Join us on the Splunk TechOps Team, empowering our customers to execute our vision making machine data accessible, usable, and valuable to everyone! The Splunk TechOps organization runs Splunk cloud, blending SRE, Systems Engineering and Service Engineering subject areas, across functional global teams. As a TechOps Monitoring Engineer, you will own the monitoring of our customer-facing SaaS product, Splunk Cloud. Come join a team that is striving for operational awesomeness and trying to automate the world. We have a large presence with large cloud vendors. You should have experience with architecture, deployments, and networking in one or more of the major industry vendors. This is an incredible opportunity to use your existing cloud experience and drive the growth of Splunk Cloud.
- Craft and develop monitoring to improve the observability and reliability of Splunk products.
- Mentor new engineers to achieve more than they thought possible.
- Work across the organization to deliver quality products that delight Splunk's hardworking users.

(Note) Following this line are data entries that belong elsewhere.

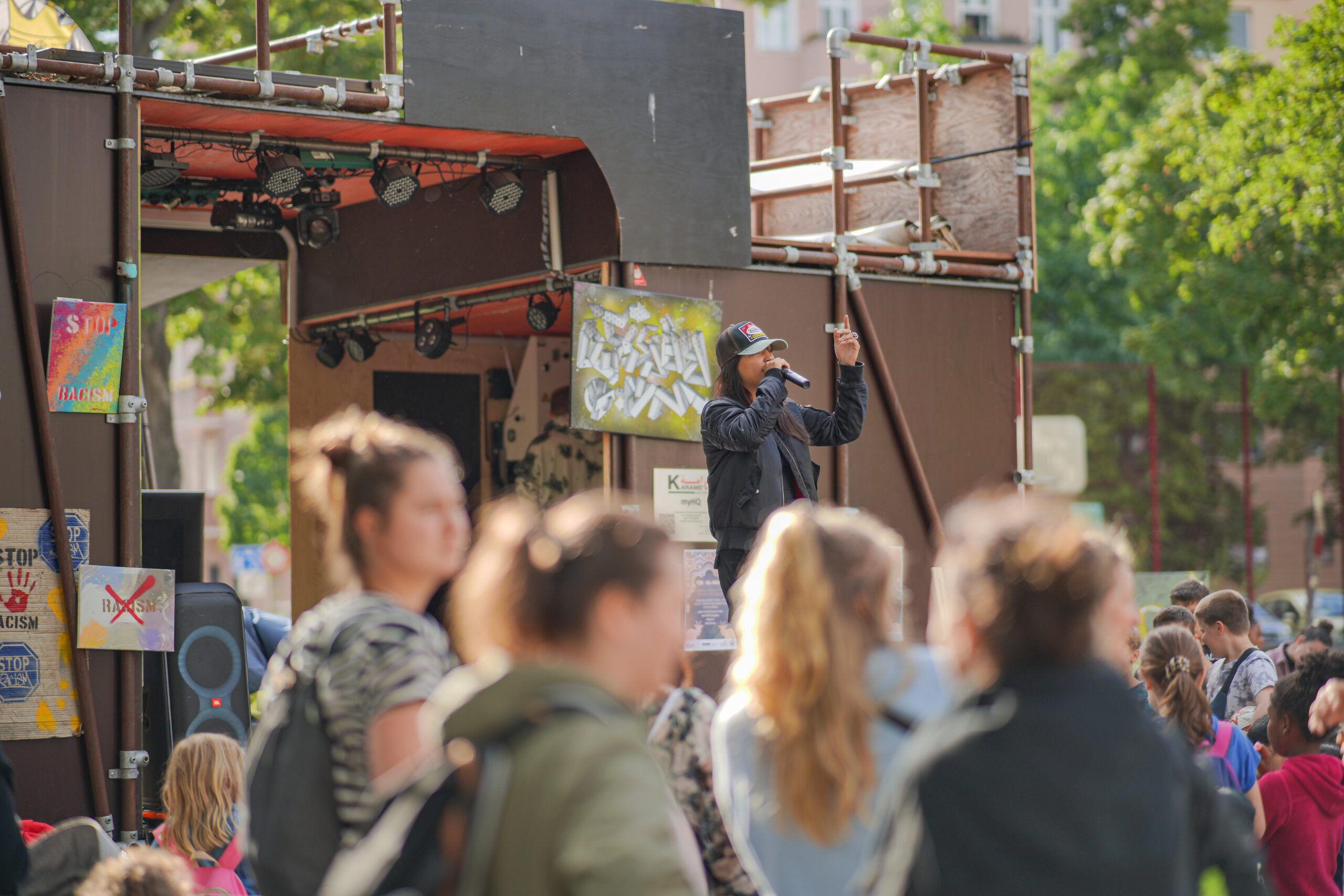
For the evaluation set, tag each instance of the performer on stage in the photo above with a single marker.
(756, 440)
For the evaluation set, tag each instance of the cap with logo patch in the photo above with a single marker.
(749, 339)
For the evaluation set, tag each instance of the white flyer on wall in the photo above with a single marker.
(682, 503)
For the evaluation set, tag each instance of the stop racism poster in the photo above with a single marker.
(37, 681)
(84, 367)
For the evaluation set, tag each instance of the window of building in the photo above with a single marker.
(979, 18)
(1240, 29)
(838, 14)
(777, 27)
(1045, 25)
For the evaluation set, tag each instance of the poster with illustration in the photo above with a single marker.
(642, 363)
(37, 680)
(125, 609)
(707, 614)
(84, 366)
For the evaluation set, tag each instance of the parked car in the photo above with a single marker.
(1289, 605)
(1273, 629)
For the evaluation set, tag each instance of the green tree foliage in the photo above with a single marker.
(243, 351)
(256, 507)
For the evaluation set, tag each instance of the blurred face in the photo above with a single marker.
(752, 368)
(425, 532)
(640, 640)
(1116, 618)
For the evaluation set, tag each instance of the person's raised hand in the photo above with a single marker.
(847, 344)
(1328, 707)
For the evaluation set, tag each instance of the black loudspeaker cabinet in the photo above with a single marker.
(202, 686)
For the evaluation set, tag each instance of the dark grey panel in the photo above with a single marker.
(656, 90)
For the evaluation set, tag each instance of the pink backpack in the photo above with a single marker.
(219, 878)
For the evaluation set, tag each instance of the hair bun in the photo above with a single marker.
(1177, 666)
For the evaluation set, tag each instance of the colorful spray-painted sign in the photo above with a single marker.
(37, 680)
(84, 368)
(125, 609)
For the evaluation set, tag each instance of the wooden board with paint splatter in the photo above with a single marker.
(37, 683)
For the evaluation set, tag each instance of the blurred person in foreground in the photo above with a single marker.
(1047, 778)
(1304, 800)
(581, 605)
(1174, 676)
(1288, 655)
(823, 700)
(1242, 675)
(139, 872)
(679, 723)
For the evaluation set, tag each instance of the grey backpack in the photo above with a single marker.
(293, 833)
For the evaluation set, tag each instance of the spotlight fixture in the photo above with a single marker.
(395, 184)
(435, 336)
(318, 220)
(541, 313)
(361, 345)
(502, 191)
(159, 170)
(280, 175)
(246, 215)
(331, 351)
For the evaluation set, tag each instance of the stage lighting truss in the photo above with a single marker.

- Experience with one-or-more monitoring systems at a moderate scale. Open Source or commercial. Prometheus' experience a plus
- Experience with CI/CD system for deploying code to dev/stage/production environments
- The ability to dig in and understand the root cause of sophisticated issues
- Experience with machine config as code systems - Puppet etc
- Dedicated to developing well tested and maintainable code.
- Understanding of observability libraries and ability to instrument code to expose new application metrics
- You enjoy making other teams successful and are fulfilled through the success of others.
- You enjoy crafting, developing, and maintaining distributed systems at scale in production.
- You understand the challenges and trade-offs to be made when building and deploying systems to production.
- Knowledge of standard methodologies related to security, performance, and disaster recovery.
- Skilled in identifying performance bottlenecks, identifying anomalous system behavior, and resolving root cause of service issues.
- Experience developing with Golang or Python
- Experience setting up detectors and alerts in SignalFX
- Experience working with container deployment and orchestration technologies with knowledge of fundamentals including service discovery, deployments, monitoring, scheduling, load balancing.
- Experience with development and deployment in a hosted cloud environment, preferably AWS & GCP.
- Experience with distributed cloud service development, infrastructure, traffic management and architecture.
- Experience with optimized and scalable software that operates on a large number of nodes.